C'è stata qualche eccezione, ovvero letture comunque molto interessanti di cui vorrei parlare appena possibile. Però ultimamente ho deciso di tornare alla letteratura straniera, perché avevo bisogno di un'oasi di bellezza in cui ritirarmi nei pochi momenti che riesco a ritagliare per me durante la giornata, o in cui trovare rifugio quando tutto intorno diventa davvero difficile da sostenere, soprattutto emotivamente. Di recente, quindi, ho deciso di recuperare un po' di letture che da tempo volevo gustarmi. Ho letto per la maggior parte autori dell'Asia orientale; non provo certo a nascondere dove vadano le mie preferenze letterarie e culturali, ormai da tanto tanto tempo. In particolare, ultimamente mi sono decisa a leggere quanto ancora mi mancava di un autore cinese contemporaneo, per il quale provo qualcosa di più che ammirazione: io amo la sua scrittura (e quanto soffro di doverlo leggere in traduzione, ahimè). Parlo di un Premio Nobel, sebbene questo negli ultimi anni non sia sempre garanzia di qualità, un po' come il Premio Strega, e a volte non si comprende davvero come certi libri o certi autori possano fregiarsi di premi tanto prestigiosi. Il suo però non è uno di questi casi: al contrario, credo che sia uno dei Premi Nobel più "giusti" assegnati da non poco tempo a questa parte. Perché Mo Yan è uno scrittore straordinario, che non delude mai; non c'è una riga che non mi abbia lasciato soddisfatta. E ogni volta supera ogni mia più entusiastica aspettativa.





In queste settimane ho finalmente letto Le rane (2009), un romanzo che esplora la complessa tematica della natalità nella Cina dalla seconda metà degli Anni Sessanta del XX secolo: la protagonista, la levatrice gugu Wan Xin, che ha fatto nascere tutti i bambini della zona per decenni, è il personaggio che ci guida in questo ritratto di una società, su cui lo stesso autore non riesce ad avere una posizione univoca e chiara. Una lettura intensa e illuminante. Ho iniziato due giorni fa l'ultimo libro (tra quelli pubblicati in Italia) che ancora mi mancava: una raccolta di racconti. Già, la forma narrativa meno amata dagli italiani. Ma che io amo tantissimo. Chissà se è per questo che li ho lasciati inconsciamente alla fine...

Un giorno voglio scrivere un post per spiegare le ragioni che mi portano ad amare così tanto la narrativa breve, quindi non mi ci soffermerò oggi. La raccolta ha un titolo che difficilmente poteva non rapirmi: L'uomo che allevava i gatti (Einaudi, 2008), dall'omonimo racconto contenuto nel libro. Non posso dire ancora tanto di questa raccolta, perché ho letto a oggi solo i primi due racconti.
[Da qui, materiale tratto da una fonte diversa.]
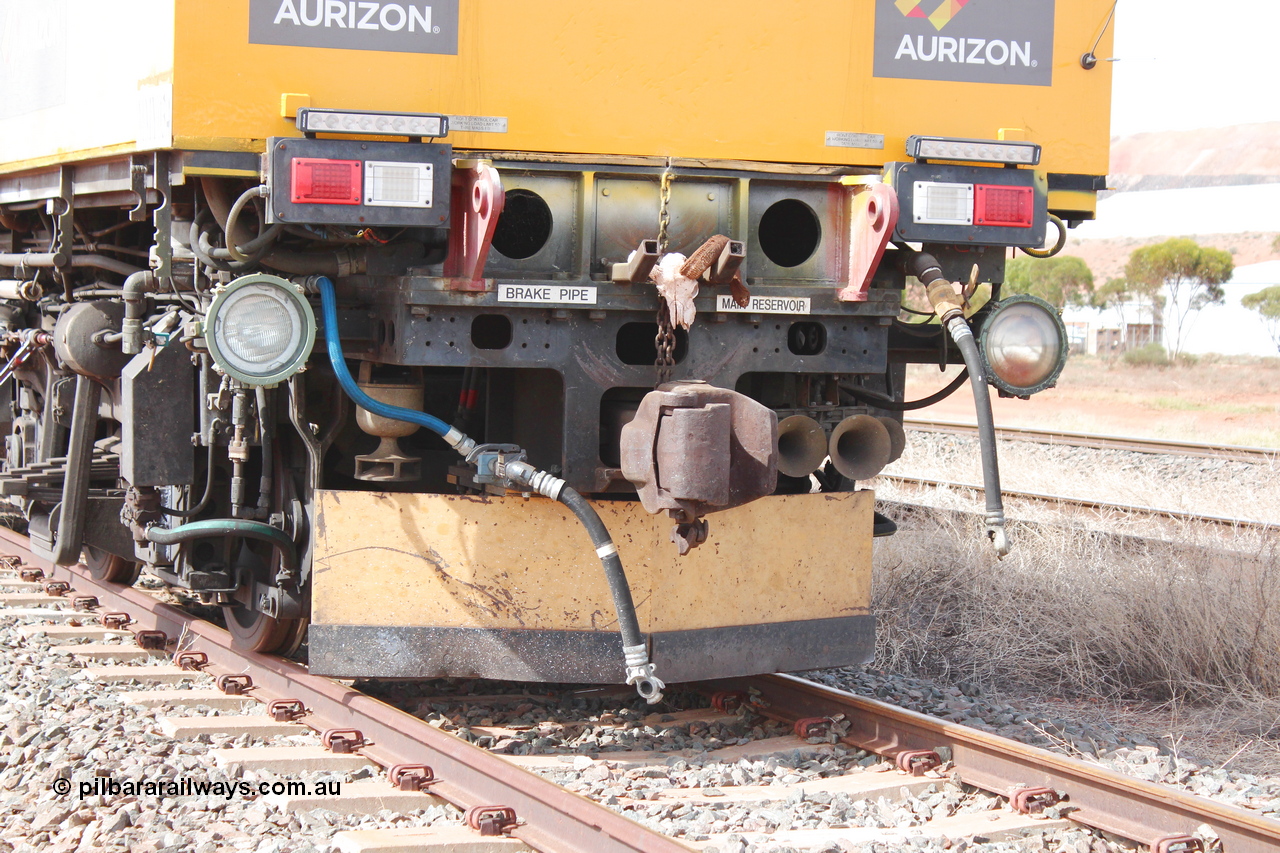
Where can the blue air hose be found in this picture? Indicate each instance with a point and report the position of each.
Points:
(329, 311)
(639, 667)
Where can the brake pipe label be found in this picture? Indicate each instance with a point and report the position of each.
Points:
(551, 293)
(764, 305)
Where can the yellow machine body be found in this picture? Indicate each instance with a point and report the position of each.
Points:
(730, 81)
(433, 584)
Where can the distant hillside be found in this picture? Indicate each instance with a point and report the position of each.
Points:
(1106, 258)
(1239, 155)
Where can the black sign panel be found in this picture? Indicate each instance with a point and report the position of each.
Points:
(969, 41)
(356, 24)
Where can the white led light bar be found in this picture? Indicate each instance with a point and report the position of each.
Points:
(312, 121)
(942, 204)
(938, 147)
(398, 185)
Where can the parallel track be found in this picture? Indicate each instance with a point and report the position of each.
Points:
(1109, 442)
(552, 819)
(1134, 509)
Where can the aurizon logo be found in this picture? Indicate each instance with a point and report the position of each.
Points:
(940, 17)
(967, 51)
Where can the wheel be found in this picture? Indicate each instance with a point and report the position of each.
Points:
(251, 629)
(256, 632)
(110, 568)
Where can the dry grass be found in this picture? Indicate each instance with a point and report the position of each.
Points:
(1072, 615)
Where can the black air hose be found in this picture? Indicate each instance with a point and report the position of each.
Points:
(949, 308)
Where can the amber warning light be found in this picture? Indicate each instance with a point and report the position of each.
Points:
(325, 182)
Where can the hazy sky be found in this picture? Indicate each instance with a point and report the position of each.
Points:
(1194, 63)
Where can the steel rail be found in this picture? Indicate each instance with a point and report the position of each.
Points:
(552, 819)
(1235, 452)
(1178, 515)
(1097, 797)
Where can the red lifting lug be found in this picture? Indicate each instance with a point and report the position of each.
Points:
(918, 761)
(115, 620)
(1033, 801)
(492, 820)
(151, 641)
(812, 726)
(191, 661)
(342, 740)
(411, 776)
(728, 701)
(233, 684)
(286, 710)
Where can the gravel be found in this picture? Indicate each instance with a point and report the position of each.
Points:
(1168, 482)
(55, 725)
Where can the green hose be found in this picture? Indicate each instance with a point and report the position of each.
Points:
(229, 528)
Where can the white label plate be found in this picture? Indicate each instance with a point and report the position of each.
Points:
(764, 304)
(553, 293)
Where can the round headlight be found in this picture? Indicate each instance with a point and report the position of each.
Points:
(260, 329)
(1024, 345)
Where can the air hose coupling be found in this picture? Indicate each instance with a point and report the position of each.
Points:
(640, 673)
(526, 477)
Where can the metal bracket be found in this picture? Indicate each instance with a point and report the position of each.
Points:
(917, 761)
(1033, 801)
(233, 684)
(115, 620)
(492, 820)
(163, 215)
(138, 186)
(1178, 844)
(342, 742)
(191, 661)
(872, 219)
(411, 776)
(476, 204)
(151, 641)
(286, 710)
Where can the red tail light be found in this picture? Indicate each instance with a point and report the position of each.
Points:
(1008, 206)
(327, 182)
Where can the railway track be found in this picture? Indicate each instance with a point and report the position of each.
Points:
(1043, 497)
(504, 802)
(1234, 452)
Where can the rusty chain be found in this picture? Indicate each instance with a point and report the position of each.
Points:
(666, 341)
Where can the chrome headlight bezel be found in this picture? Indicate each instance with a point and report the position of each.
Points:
(301, 340)
(1005, 310)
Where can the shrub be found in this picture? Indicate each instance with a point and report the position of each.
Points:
(1151, 355)
(1078, 612)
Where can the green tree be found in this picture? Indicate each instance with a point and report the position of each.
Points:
(1191, 276)
(1057, 281)
(1266, 302)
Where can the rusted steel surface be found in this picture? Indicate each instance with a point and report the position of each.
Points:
(465, 775)
(1098, 797)
(1110, 442)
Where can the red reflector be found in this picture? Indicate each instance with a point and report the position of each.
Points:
(327, 182)
(1008, 206)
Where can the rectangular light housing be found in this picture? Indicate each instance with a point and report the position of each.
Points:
(1004, 206)
(368, 123)
(324, 182)
(942, 204)
(398, 185)
(940, 147)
E allora perché questo post, direte. Intanto per invogliare chi ancora non conoscesse Mo Yan a leggere le sue opere; in seconda istanza, perché il racconto che ho letto ieri notte, prima di dormire, mi ha frastornata per la sua bellezza. Credo sia uno dei racconti più belli che abbia letto nella mia vita, e ne ho letti tanti, tanti.
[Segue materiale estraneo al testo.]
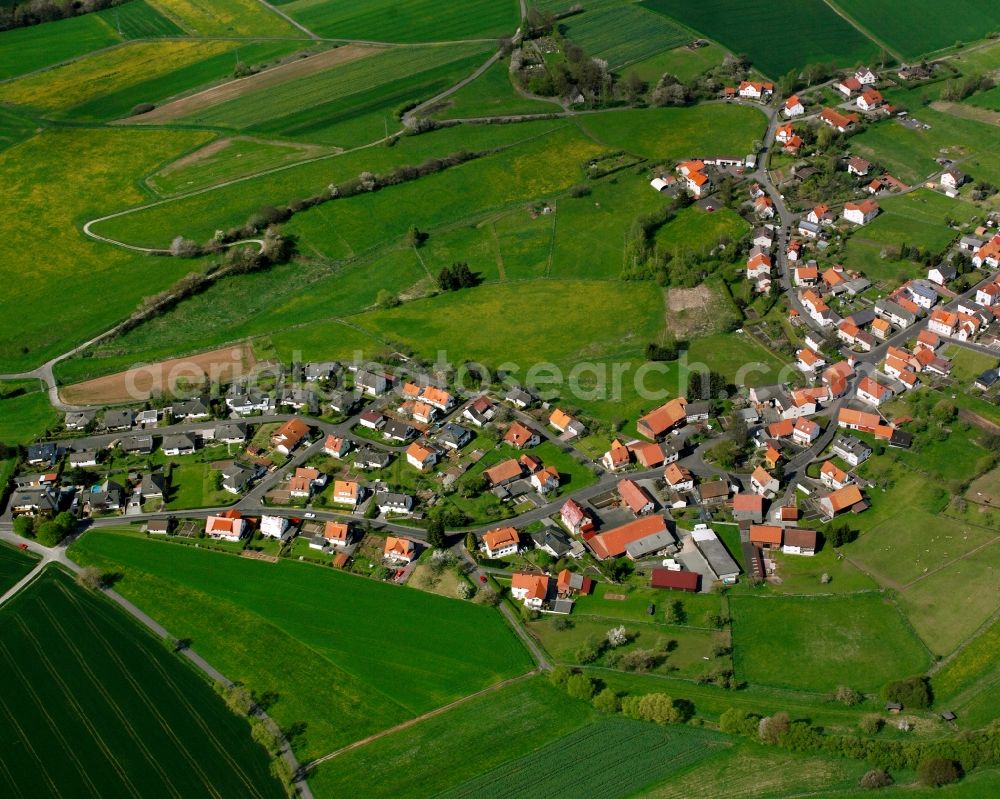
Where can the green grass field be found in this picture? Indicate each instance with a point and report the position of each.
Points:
(685, 64)
(24, 50)
(345, 655)
(137, 19)
(94, 706)
(14, 564)
(350, 103)
(225, 159)
(406, 20)
(48, 199)
(491, 94)
(612, 757)
(25, 411)
(917, 219)
(226, 18)
(818, 643)
(820, 34)
(672, 133)
(694, 230)
(623, 34)
(914, 27)
(103, 74)
(909, 154)
(420, 761)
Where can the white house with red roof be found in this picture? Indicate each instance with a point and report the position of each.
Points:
(793, 107)
(805, 431)
(861, 213)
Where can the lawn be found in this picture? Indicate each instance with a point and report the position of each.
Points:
(918, 219)
(909, 154)
(225, 159)
(623, 34)
(690, 656)
(697, 231)
(407, 20)
(509, 327)
(47, 199)
(820, 34)
(95, 706)
(818, 643)
(914, 27)
(24, 50)
(685, 64)
(137, 19)
(612, 757)
(751, 771)
(25, 411)
(949, 605)
(363, 95)
(62, 88)
(14, 564)
(420, 761)
(671, 133)
(491, 94)
(226, 18)
(334, 647)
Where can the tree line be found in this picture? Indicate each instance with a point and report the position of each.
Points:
(35, 12)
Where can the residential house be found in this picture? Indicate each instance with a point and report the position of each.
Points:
(659, 422)
(845, 498)
(635, 497)
(372, 383)
(179, 444)
(839, 122)
(870, 99)
(399, 550)
(236, 479)
(453, 436)
(833, 476)
(368, 457)
(287, 437)
(200, 408)
(761, 482)
(392, 502)
(748, 507)
(872, 392)
(225, 527)
(519, 398)
(336, 446)
(861, 213)
(856, 165)
(521, 436)
(545, 479)
(766, 536)
(805, 431)
(613, 543)
(395, 430)
(847, 86)
(799, 541)
(678, 478)
(531, 589)
(501, 541)
(616, 458)
(575, 517)
(566, 424)
(273, 526)
(480, 411)
(503, 473)
(851, 449)
(793, 107)
(420, 456)
(346, 492)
Una delle caratteristiche della scrittura di Mo Yan è data da passi di una liricità straziante per introdurre o incorniciare le sue narrazioni spesso costellate di eventi tragici, violenti, sconvolgenti. In questo racconto, "Il fiume inaridito", ha toccato punte di lirismo che mi hanno davvero scossa e vorrei presentarvi qualche riga del meraviglioso incipit, perché possiate farvi un'idea (e poi correre ad acquistare un libro di Mo Yan; uno qualunque va bene. Non delude mai). Non mi è capitato spesso di leggere aperture come questa:


"Una luna enorme, grondante di rosso, si innalzava a est del villaggio nel crepuscolo della pianura immensa. Le case, tinte del rosso lugubre della luna, sparivano dietro un velo sempre più spesso di nebbia e di fumo. Il sole era appena tramontato e una lunga nuvola purpurea aleggiava ancora all'orizzonte. Piccole stelle gracili tra il sole e la luna mandavano bagliori intermittenti. Il villaggio scivolava lentamente nel mistero, non un abbaiare, non un miagolio, né grida di anatre o di oche, solo il silenzio. La luna si levava, il sole tramontava. Un bambino sgusciò fuori da una porta fatta di ramaglie e in quel momento una stella si spense nel cielo. La sagoma del bambino, come l'ombra di uno spettro, galleggiò leggera nell'aria e ondeggiò sull'argine del fiume dietro al villaggio. Sotto l'argine, l'erba secca e le foglie ingiallite dei pioppi e dei salici sembravano ansimare. Il bambino avanzò lentamente, accompagnato dal debole suono dell'erba secca calpestata e delle foglie morte frantumate, e saltò a piccoli passi sull'argine. Si accovacciò, il corpicino sparì nell'ombra che lo avvolgeva. Il mattino dopo sembrava una piccola rana raggomitolata nel letto del fiume, e immersa in un sonno profondo. [...]".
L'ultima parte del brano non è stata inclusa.